A pandemia de covid-19 transformou a telemedicina de prática eventual em modalidade comum adotada por pelo menos metade dos médicos. Agora, passado o período de confinamento, profissionais e instituições da área debatem o papel, as vantagens e os riscos da consulta remota. E buscam estabelecer uma regulação para definir seu funcionamento.
Enquanto a telemedicina reduz tempo e despesas, e permite assistência a doentes distantes, ela não contempla o contato essencial entre médico e paciente. “O atendimento remoto limita muito o médico no relacionamento com o paciente”, diz Antonio Carlos Endrigo, presidente da Associação Médica Brasileira (AMB) e diretor de tecnologia de informação da Associação Paulista de Medicina (APM). Para Endrigo, é essencial que o médico possa fazer a apalpação do paciente, tocando seu corpo com os dedos, observando sua cor, cheiro e reações, procedimentos que a consulta on-line não possibilita.
É esperado, contudo, que a telemedicina pós-pandemia cresça em suas várias possibilidades. Por exemplo, facilitando o contato do paciente com o médico, o acesso a resultados de exames, agilizando retornos e permitindo a troca de informações entre médicos e equipes médicas. Mas ela não substituirá o atendimento em consultório. “A consulta presencial poderá ser reduzida, mas não desaparecerá de forma alguma”, diz Endrigo.
Pesquisa realizada pela AMB/APM em janeiro deste ano com 3.517 médicos de todo o país revelou que metade usou telemedicina durante a pandemia e pretende manter esse recurso.
Para o Conselho Regional de Medicina do Estado de São Paulo (Cremesp), o atendimento remoto é uma ferramenta a mais do atendimento médico, que pode auxiliar abrindo novas possibilidades, principalmente em casos nos quais os pacientes moram em regiões remotas, sem serviço médico de difícil acesso, diz Wagmar Barbosa de Souza, da assessoria de comunicação do Cremesp.
No momento, o Conselho Federal de Medicina (CFM), entidade que fiscaliza e normatiza a atividade médica, prepara uma resolução para nortear o emprego da telemedicina no Brasil. O debate em torno da consulta on-line se precipitou com o confinamento imposto pela crise sanitária e a legislação contribuiu. Em abril de 2020, no começo da pandemia, a Lei 13.989 autorizou o uso da telemedicina “enquanto durar a crise ocasionada pelo coronavírus”. Dizia também que competirá ao CFM a regulamentação após esse período.

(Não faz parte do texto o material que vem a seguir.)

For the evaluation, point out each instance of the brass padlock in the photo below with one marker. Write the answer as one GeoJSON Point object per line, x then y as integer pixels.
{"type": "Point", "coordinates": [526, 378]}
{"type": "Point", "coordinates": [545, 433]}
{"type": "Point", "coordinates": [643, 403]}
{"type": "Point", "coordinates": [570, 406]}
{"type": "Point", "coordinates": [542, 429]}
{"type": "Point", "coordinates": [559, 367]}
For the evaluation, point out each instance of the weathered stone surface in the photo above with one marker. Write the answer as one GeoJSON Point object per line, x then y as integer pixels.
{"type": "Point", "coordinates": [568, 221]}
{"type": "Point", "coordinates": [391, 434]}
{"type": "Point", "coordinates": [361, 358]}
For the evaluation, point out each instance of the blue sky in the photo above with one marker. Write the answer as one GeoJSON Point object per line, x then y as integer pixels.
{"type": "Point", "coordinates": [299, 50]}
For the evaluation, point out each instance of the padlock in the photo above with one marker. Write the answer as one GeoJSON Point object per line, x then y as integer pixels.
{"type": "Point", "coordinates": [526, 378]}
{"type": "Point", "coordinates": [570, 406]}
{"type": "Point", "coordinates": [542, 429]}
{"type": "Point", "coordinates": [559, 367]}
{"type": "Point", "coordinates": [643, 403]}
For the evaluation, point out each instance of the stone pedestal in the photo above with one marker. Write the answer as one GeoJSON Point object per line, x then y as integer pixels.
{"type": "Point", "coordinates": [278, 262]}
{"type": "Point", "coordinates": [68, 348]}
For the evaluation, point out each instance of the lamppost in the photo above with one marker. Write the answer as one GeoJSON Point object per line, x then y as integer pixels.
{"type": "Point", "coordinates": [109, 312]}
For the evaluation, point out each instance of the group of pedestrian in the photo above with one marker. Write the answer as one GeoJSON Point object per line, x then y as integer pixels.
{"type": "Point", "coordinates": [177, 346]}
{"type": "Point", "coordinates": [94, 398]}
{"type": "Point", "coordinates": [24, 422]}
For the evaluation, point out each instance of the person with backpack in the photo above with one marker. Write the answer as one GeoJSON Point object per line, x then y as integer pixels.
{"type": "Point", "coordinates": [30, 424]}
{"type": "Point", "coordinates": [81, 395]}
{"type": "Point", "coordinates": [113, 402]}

As atividades presenciais já retornaram, mas as regras sobre a telemedicina ainda estão sendo definidas. O Projeto de Lei 1998/2020, da deputada Adriana Ventura (Novo-SP) aguarda para ser votado agora em abril. Pelo menos um ponto ainda está pendente. Parte das entidades defende que, para adotar a telemedicina, a primeira consulta deve ser presencial. Outra parte alega que tanto a decisão da consulta on-line, quanto a modalidade do primeiro atendimento, deve resultar de um comum acordo entre médico e paciente.
AMB e APM defendem que, sempre que possível, o atendimento seja presencial. “Só deve ser remoto em casos de exceção, quando o atendimento precisa ser rápido ou quando não há serviços de saúde ou a especialidade médica naquela região”, diz Endrigo.
Foi com o papel desempenhado durante a crise sanitária, que o atendimento médico remoto mostrou sua importância. A telemedicina foi fundamental para desafogar os pronto-atendimentos, fazer o monitoramento de pacientes em isolamento em casa, permitir teleinterconsulta entre médicos intensivistas e médicos clínicos-gerais em UTIs. Além de facilitar o acesso a médicos especialistas em regiões remotas.
Os números mostram que a prática já está difundida. Segundo a Associação Brasileira de Empresas de Telemedicina e Saúde Digital (Saúde Digital Brasil), 7,5 milhões de atendimentos on-line foram feitos no Brasil entre 2020 e 2021 e 87% deles foram primeira consulta. Cerca de 52 mil médicos fizeram algum atendimento remoto nesse período, e 91% dos pacientes disseram que as consultas à distância resolveram suas queixas.